Racing Team's enhanced Touareg makes it to semifinals of robotic car race
The Stanford Racing Team is one step closer to the $2 million prize for the 2005 Grand Challenge robotic car race. The three-part competition, sponsored by the Defense Advanced Research Projects Agency (DARPA), is at its second phase, where the 195 initial competitors have been narrowed down to 40 semifinalists who are set to race in heats from Sept. 27 to Oct. 5. The subsequent and final Grand Challenge event will take place on Oct. 8 and will consist of just 20 vehicles racing for the win.
On June 6, the Stanford team's enhanced Volkswagen Touareg, dubbed Stanley, was named a semifinalist. Stanley qualified by flawlessly completing three passes through an S-shaped course strewn with randomly placed trashcans in Barstow, Calif.
But the driverless vehicle wasn't finished there. "As a grand finale, Stanley did an optional 'extra credit' run along last year's Grand Challenge course, driving as fast as DARPA's speed limits would allow," says team member David Stavens, a graduate student in computer science.
Team member Cedric Dupont, senior research engineer for Volkswagen, a primary supporter of the racing team along with Android and Mohr Davidow Ventures, adds, "We are obviously extremely pleased with the performance of the vehicle."
Stanley won't have much time to bask in the glory of its success to date. The vehicle will soon have to compete against the other contestants along the California Speedway in Fontana. Although the course details have not yet been revealed, the Fontana race will include moving and static obstacles for the vehicles to detect and avoid.
However grueling the course may be, the Stanford team is laboring to ensure another stellar performance. After recent testing in Barstow, Dupont says that the vehicle "has proven once more that it is perfectly suited to the harsh conditions it will encounter during the race."
The final competition on Oct. 8 will consist of the remaining vehicles racing against time and each other. The finalists' task will be to navigate a 150-mile course stretching somewhere between Los Angeles and Las Vegas in less than 10 hours.
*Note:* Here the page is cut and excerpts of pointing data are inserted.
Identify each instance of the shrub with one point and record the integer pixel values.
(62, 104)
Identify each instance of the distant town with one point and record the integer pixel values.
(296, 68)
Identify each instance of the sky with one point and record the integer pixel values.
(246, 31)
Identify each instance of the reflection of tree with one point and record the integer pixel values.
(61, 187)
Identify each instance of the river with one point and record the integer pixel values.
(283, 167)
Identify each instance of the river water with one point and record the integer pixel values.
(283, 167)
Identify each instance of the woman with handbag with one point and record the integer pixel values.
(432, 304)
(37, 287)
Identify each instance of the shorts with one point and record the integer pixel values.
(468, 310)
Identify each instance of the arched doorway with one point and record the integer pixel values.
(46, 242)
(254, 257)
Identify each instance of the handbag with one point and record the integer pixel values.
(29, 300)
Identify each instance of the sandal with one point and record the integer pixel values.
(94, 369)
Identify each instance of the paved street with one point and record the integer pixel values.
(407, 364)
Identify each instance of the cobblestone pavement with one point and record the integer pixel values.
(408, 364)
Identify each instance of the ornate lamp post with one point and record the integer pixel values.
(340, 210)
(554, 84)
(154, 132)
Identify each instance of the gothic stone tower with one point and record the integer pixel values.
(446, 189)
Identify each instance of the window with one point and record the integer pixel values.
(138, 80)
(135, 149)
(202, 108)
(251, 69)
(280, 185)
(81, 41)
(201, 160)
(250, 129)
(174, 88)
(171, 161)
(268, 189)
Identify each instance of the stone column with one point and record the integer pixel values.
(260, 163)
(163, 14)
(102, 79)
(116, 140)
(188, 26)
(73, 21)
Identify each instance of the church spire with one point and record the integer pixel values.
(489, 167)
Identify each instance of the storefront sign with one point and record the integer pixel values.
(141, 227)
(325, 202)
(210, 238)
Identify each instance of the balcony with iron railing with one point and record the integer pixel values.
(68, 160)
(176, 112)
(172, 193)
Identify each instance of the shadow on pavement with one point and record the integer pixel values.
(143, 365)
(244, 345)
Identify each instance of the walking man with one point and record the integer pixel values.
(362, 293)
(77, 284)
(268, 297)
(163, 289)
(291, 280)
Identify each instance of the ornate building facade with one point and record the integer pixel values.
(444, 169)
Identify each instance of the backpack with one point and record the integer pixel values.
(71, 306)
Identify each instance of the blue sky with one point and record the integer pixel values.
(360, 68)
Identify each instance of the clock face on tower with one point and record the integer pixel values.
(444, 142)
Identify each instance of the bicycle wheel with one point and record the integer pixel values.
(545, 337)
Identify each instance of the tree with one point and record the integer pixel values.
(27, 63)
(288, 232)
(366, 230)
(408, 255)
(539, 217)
Win, lose or draw, the work of the Stanford Racing Team will not go unrewarded. Says Stavens: "Of course we want Stanley to win this historic race, but we also feel that whether we win or not, we can also lay the groundwork for future innovations in automotive safety and advance knowledge in the fields of robotics and artificial intelligence."
Latice Strickland is a science-writing intern at Stanford News Service.